The SCI health toolkit app offers evidence-based information and interactivity to help patients manage their physical and mental health.


The NSW government’s Agency for Clinical Innovation has launched a digital toolkit to help people with spinal cord injury self-manage their healthcare.

Developed in partnership with Royal Rehab and the University of Sydney with funding from iCare NSW, the SCI health toolkit app was developed based on an original printed toolkit released in 2020.

The app provides interactive content and resources on six key health concerns for people with spinal cord injury: bladder, bowels, skin, pain, autonomic dysreflexia and mental health.

Designed in collaboration with GPs, expert clinicians and people with spinal cord injury, it also features resources designed to guide primary health professionals and non-specialist clinicians to proactively support self-management in spinal cord injury patients.
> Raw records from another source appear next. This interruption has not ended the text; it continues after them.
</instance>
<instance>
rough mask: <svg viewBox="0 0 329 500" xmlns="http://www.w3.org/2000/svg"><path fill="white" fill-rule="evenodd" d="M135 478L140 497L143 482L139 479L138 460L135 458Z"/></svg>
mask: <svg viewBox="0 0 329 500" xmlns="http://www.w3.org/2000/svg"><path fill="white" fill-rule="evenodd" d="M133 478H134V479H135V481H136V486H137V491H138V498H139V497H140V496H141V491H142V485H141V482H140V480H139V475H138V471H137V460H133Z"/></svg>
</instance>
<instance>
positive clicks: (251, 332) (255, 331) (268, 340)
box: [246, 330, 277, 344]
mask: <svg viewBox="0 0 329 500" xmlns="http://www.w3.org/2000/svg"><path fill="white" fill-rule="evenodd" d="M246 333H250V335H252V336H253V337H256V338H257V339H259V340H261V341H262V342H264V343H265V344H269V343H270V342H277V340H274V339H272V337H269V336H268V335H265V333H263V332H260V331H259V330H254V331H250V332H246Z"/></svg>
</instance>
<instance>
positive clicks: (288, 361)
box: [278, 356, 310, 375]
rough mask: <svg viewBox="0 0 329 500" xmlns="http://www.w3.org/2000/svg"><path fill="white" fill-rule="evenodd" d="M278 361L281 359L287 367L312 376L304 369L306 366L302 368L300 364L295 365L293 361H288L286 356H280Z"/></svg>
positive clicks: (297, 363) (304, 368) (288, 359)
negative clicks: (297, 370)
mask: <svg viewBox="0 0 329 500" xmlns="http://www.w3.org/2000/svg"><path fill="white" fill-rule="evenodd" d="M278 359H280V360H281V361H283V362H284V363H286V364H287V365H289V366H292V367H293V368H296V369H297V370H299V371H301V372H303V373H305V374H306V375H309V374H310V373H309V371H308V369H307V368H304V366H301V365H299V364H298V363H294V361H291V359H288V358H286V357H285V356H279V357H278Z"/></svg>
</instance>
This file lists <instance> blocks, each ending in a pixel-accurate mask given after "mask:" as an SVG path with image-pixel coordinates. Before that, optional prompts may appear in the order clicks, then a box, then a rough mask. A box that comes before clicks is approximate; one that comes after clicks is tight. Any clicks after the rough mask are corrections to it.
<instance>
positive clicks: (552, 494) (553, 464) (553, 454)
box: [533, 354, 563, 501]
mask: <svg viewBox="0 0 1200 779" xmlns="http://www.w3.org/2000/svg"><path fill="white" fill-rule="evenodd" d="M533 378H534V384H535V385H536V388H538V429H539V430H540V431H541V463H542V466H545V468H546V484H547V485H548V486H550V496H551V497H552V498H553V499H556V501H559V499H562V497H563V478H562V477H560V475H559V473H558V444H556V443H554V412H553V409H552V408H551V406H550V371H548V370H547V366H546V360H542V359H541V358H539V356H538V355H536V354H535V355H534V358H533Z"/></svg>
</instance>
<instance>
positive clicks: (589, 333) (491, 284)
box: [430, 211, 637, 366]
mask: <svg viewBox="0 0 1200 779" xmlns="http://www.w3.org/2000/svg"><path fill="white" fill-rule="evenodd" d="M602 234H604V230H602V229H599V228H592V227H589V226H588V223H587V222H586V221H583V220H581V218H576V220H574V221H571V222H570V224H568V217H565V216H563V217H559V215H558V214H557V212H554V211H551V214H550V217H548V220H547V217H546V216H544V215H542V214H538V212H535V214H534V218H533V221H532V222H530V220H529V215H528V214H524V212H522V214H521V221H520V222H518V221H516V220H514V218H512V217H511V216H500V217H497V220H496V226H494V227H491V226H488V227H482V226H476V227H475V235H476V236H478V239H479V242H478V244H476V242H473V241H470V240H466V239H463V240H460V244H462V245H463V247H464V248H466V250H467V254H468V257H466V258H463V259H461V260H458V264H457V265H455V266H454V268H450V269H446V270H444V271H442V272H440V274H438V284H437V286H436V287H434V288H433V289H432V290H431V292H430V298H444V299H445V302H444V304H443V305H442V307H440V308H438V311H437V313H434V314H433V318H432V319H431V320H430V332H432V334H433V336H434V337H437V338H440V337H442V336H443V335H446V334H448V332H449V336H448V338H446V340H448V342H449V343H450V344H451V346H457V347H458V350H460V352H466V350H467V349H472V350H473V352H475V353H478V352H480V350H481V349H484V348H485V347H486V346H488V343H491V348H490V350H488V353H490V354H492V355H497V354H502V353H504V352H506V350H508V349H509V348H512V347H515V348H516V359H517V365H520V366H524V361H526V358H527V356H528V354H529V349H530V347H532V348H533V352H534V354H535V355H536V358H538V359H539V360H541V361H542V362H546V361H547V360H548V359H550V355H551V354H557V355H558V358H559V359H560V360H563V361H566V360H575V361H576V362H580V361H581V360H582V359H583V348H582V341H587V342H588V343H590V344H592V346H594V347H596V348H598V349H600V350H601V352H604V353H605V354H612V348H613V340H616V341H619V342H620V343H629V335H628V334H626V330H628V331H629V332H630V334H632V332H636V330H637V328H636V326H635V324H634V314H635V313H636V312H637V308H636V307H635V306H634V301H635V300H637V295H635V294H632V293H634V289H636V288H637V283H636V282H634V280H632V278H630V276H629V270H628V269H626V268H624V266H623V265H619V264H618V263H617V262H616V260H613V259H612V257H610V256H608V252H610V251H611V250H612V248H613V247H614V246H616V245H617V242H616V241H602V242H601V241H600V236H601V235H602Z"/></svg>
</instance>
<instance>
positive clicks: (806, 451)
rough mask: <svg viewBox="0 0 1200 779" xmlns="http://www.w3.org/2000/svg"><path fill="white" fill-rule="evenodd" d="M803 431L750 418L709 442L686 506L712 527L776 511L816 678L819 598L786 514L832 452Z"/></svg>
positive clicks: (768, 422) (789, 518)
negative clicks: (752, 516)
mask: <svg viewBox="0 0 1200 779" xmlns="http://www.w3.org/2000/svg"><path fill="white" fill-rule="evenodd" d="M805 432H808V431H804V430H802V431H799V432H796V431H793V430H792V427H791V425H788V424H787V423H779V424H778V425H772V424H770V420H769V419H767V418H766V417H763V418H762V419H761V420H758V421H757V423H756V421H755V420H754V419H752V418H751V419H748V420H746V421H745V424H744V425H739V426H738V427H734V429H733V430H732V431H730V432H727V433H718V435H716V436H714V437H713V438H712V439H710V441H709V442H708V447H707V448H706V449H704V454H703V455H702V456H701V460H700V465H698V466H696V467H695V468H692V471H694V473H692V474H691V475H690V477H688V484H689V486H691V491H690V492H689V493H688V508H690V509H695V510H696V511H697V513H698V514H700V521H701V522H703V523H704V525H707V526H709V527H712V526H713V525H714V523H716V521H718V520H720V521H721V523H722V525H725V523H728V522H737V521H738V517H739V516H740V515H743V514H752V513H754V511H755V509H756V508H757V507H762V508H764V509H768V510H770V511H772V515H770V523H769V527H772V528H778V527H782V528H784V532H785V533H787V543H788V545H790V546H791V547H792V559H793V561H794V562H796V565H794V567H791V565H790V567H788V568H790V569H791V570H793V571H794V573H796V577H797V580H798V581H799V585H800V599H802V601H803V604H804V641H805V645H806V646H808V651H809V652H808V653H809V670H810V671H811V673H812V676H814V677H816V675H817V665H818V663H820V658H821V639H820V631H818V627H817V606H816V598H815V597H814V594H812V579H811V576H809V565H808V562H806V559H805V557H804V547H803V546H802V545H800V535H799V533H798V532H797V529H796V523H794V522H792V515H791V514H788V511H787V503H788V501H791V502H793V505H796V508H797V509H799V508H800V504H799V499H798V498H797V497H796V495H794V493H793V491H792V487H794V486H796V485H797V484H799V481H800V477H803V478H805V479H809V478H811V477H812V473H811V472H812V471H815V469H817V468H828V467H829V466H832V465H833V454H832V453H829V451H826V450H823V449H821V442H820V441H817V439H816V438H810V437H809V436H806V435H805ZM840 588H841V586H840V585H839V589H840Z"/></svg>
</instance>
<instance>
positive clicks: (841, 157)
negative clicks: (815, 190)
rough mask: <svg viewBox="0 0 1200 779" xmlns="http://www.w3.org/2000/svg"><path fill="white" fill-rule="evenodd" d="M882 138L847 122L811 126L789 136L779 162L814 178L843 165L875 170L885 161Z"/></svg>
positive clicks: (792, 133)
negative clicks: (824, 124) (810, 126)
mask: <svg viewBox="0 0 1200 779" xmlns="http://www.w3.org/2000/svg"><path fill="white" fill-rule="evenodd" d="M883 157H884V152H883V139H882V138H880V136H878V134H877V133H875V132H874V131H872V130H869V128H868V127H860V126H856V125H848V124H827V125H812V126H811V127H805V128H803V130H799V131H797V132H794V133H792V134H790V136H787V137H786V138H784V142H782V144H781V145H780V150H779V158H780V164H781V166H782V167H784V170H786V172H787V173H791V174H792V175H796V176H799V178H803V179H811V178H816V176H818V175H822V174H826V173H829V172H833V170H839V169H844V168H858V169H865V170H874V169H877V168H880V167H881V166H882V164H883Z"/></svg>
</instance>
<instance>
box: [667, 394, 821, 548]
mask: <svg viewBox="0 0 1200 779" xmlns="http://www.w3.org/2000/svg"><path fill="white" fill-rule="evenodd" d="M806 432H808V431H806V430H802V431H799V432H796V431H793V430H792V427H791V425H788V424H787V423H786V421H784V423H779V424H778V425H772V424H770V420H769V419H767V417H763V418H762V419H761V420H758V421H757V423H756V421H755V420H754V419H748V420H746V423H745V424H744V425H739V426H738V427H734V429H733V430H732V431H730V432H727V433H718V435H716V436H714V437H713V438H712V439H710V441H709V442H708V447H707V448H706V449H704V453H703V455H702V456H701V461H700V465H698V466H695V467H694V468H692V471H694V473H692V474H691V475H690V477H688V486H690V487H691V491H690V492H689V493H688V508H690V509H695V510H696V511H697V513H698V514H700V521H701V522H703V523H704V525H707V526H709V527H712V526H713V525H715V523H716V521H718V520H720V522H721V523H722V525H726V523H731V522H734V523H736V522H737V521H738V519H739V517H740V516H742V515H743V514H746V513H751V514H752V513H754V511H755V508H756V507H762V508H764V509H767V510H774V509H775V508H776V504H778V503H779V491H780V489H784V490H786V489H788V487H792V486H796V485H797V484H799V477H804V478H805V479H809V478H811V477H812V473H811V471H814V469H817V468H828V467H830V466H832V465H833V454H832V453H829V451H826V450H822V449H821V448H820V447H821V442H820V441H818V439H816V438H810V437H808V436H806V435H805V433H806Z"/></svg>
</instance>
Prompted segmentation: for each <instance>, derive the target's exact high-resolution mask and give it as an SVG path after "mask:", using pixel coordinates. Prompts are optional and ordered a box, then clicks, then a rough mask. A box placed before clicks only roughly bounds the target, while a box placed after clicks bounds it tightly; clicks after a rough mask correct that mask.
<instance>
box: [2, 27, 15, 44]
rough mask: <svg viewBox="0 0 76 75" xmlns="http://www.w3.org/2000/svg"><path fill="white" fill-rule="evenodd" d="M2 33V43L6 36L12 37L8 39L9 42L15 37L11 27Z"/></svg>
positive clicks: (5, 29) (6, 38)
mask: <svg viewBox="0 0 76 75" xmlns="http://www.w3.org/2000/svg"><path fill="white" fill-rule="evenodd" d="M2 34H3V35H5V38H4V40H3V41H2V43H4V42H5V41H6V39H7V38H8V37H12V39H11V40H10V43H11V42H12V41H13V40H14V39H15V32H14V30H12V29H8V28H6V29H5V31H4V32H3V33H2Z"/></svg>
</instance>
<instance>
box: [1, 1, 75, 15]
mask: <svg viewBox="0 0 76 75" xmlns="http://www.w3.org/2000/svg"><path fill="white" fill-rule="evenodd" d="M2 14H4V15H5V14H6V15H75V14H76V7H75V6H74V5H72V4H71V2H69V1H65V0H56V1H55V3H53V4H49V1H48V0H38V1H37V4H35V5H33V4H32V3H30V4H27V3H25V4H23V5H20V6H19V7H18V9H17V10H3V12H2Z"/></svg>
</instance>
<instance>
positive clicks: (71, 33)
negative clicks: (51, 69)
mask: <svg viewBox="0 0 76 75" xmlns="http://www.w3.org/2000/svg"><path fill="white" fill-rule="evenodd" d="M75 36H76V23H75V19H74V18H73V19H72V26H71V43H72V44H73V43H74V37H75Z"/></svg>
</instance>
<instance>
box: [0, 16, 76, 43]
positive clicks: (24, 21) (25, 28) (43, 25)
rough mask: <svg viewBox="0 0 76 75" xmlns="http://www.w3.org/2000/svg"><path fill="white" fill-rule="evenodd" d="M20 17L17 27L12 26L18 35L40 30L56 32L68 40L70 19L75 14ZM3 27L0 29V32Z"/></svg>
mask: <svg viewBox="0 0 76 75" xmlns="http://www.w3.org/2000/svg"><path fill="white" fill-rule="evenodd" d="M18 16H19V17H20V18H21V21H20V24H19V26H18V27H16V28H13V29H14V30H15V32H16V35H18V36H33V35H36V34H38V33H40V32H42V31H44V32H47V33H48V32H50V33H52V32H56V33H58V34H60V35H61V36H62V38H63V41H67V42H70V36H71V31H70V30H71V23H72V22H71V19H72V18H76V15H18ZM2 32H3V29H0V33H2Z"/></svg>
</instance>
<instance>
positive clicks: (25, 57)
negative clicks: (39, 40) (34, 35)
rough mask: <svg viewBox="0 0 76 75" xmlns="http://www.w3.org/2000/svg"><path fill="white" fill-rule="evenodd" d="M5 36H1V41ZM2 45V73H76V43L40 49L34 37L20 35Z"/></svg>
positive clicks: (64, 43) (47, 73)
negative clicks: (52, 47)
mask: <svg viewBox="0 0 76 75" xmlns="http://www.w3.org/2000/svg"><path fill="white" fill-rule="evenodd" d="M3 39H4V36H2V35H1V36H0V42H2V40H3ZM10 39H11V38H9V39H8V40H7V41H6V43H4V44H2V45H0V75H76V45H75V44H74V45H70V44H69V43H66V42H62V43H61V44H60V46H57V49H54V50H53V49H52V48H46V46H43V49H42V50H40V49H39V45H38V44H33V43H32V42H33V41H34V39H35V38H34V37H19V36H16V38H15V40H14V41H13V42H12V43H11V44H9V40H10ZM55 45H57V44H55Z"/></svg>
Professor James Middleton, Clinical Director of the State Spinal Cord Injury Service at the NSW Agency For Clinical Innovation and a developer of the app, described it as a “one-stop shop” for managing spinal cord injury for both patients and general practitioners.

“At its core, it’s an educational tool to support people to manage their self-care, with a whole lot of simple, very accessible information and a personalised app so the person can develop their own their own care plans and share them with their general practitioner,” Professor Middleton said.

“Spinal cord injury is a very highly specialised area that not many people know much about outside of specialist spinal units, so this tool is also to support community management of what can be quite a complex and daunting condition.”

“One GP said in the panel on Tuesday that when he sees a person with spinal cord injury coming to see him for an appointment, he’s fearful of what he’s going to find, and he said this tool is a great way of providing a level of confidence and understanding and upskilling that can help with shared decision making and a shared management approach.”

According to Professor Middleton, the rigorous collaboration between developers, patients with spinal cord injury and GPs and inclusion of a mental health module established the app as the first of its kind worldwide.

“The really unique thing was the extensive co-design approach that really ensured that the voices of people with spinal cord injury as well their healthcare providers were incorporated into the tool.

“We’ve ended up with something that is absolutely unique globally, so we’re very proud of that.”

The SCI app was developed based on findings from the SCI wellness project, which conducted a report evaluating health outcomes for people with spinal cord injury attending rural clinics in 2015.

The report highlighted the need for a consumer-friendly health maintenance tool offering consistent information and resources supporting self-management for people with spinal cord injury, according to the SCI health maintenance tool website.

While there were no immediate plans to expand the digital SCI health toolkit for other conditions, Professor Middleton said the content of the modules could be used to help manage a range of other conditions.

“From a general practitioner’s point of view, the tool can be very valuable for other conditions, not just neurological conditions. For instance, for the pain management module could be very helpful for an approach to any pain condition, and some of the [tools] in the toolkit like the diaries are not conditions specific.

“We do have plans to potentially add several more components to the current toolkit for people with spinal cord injury, but not at this point for other health conditions or disability groups.”